I’ve been reading Oliver O’Donovan’s Desire of the Nations and very challenging I’ve found it. I won’t attempt to summarise or give any account of what he argues, since I don’t feel qualified, on the basis of one quick reading, to do so. I will however share some of the things reading this (excellent) book has made me think.
Accepting any version of the “modern” or “liberal” doctrine that “religion” is a private matter and that the civil authority could or should be neutral in matters of religion is hard to square with some basic aspects of Christian thinking and living. We proclaim Christ as Lord. That means, as I see it, Lord of all the world in all its aspects. We should, therefore, want the rulers of the nations to acknowledge and follow him, shouldn’t we? If not what does his lordship mean? Christianity necessarily (as far as I can see) implies a desire to remake the world, including its politics, by subjecting it to the rule of Christ. The only way this would not be required would be if one were to make Christianity primarily a matter of the salvation of individuals from the world, rather than of humanity in the world (a way of being Christian that is not unknown but which I have never been attracted to).

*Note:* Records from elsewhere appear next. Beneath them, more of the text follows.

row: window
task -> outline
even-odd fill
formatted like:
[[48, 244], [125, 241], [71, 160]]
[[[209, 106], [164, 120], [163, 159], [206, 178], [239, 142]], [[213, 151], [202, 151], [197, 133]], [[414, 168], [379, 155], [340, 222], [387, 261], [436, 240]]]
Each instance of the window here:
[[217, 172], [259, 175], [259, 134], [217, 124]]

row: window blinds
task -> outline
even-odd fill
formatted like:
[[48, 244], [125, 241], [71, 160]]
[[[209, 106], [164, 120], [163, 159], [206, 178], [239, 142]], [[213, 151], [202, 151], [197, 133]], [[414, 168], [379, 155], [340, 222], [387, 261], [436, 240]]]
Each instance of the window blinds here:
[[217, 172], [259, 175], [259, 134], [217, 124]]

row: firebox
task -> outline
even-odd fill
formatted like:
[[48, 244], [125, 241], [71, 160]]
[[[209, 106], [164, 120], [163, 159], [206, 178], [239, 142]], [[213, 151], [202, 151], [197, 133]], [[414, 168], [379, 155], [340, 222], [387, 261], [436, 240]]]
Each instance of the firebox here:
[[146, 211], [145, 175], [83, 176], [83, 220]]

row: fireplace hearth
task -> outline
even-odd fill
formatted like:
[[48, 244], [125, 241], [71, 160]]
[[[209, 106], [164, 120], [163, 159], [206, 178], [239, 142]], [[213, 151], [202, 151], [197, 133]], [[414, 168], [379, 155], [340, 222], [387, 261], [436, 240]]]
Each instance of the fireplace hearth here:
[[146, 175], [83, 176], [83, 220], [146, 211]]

If one accepts that Christianity is, also, public and political then the rejection of the link between the Church and the state can still be maintained, if one were to conclude that the state as such was corrupt and corrupting such that the Church must exist in opposition to it (something like this may be the position of some modern inheritors of the anabaptist tradition). One could hold that the current political arrangements are such that entangling the Church with them will be so harmful to the Church that it must withdraw from them so as to maintain itself as what it is called to be. Something like this was the position of those who withdrew or were driven from the Church of England in the seventeenth century.
They must (and I’m no expert so I could be wrong) have accepted the possibility of an established church in principle or they would not have been members of the CofE in the first place. When they were unable to conform to the changes made at the restoration they must have regarded these as turning the church from one they could in good conscience belong to into one they no longer could. Their position, to be coherent, must at that point have been such that a properly reformed established Church would have been a preferable alternative.
This is different from the alternative, which I can imagine, of saying that until the coming of Christ in glory the Church must always remain separate from the civil authority which could never be sufficiently in conformity with Christ’s will for Christians to align the Church with it in any kind of partnership.
The problem with this is that it seems to deny that Christ is Lord in fact, being so only in name.
I find it hard to find a way through this problem of the standing of the Church with respect to the political order but see it as an extremely pressing theological problem for all of us, whether we recognise it or not.